設計=ジョサイア・コンドル、施工=不詳、建築年=大正2(1913)年12月、構造=レンガ造2階建て地下1階。三井財閥の貴賓接待所として建てらた。コンドルの晩年の代表作である。明治43(1910)年に着工して完成まで4年を要した。当初は「三井別邸」と呼ばれた。
鹿鳴館があるようにコンドルは倶楽部建築を得意としたという。綱町三井倶楽部はルネサンス様式を基本に、庭に面したベランダなどにバロック的デザインも取り入れている。外見は石造りのように見え、構造のレンガは見えない。外壁は白色タイル貼りに隅石積み、また、コンドルの新しい試みとして小屋組みには鉄骨が用いられている。日本人建築家ではとても到達できない質の高さを至る所に見ることができる(『近代建築ガイドブック[関東編]』(東京建築探偵団著、鹿島出版会、昭和57年、2300円)。
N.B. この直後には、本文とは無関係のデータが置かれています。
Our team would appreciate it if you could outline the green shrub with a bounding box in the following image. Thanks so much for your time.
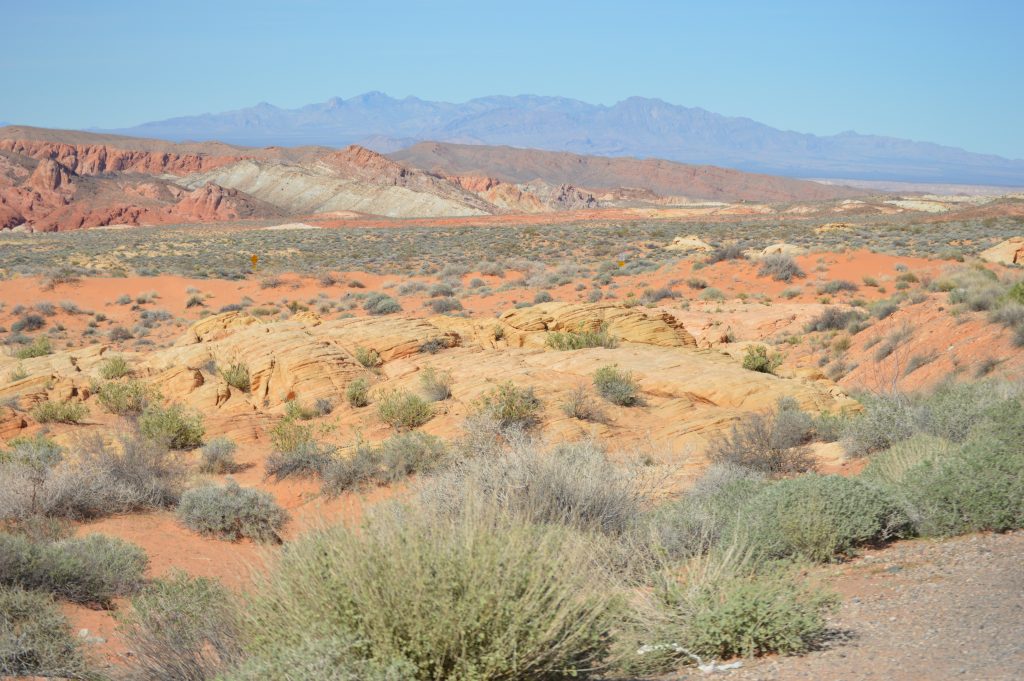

建物の南側には広い庭園が広がっている。本館と同じ台地上にある純英国風の西洋庭園もコンドルの設計。本館が完成後、その隣接地を取得して1919(大正8)年に着工、1922(大正11)年完成(三井広報委員会>三井の迎賓館・綱町三井倶楽部)。

内部の様子は『アクトデザイン凛太郎のブログ>綱町三井倶楽部』に、6回にわたる詳細なレポートがある。




明治末から大正にかけては三井財閥が飛躍的に発展した時期である。明治41年には三池港が開港し三池炭鉱の石炭の輸出量が増大。明治42年には「三井合名会社」(三井銀行、三井物産、三井鉱山などを束ねる持株会社)を設立、「三井慈善病院」を開院。三井合名会社の社長に三井総領家(北家)第10代当主・三井高棟(たかみね)、参事に團琢磨、顧問に益田孝というのがトップの布陣。この背景で綱町三井倶楽部の建設も出てきた。
三井高棟は明治43年に、團琢磨同行で7か月の欧米歴訪をしている。そこで高棟は三井家の迎賓館の必要性を感じた、という話がある。高棟はそもそも建築が趣味で、あちこちに日本建築の別邸を造っている。
大正3年のシーメンス事件、それに関連した「金剛事件」で三井物産の幹部が有罪判決を受けると、再度組織の変更を強いられ、益田が後退し、高棟と團の「名コンビ」の体制で三井財閥は大正期の繁栄に向かう(三井広報委員会>高棟・團の名コンビ誕生)。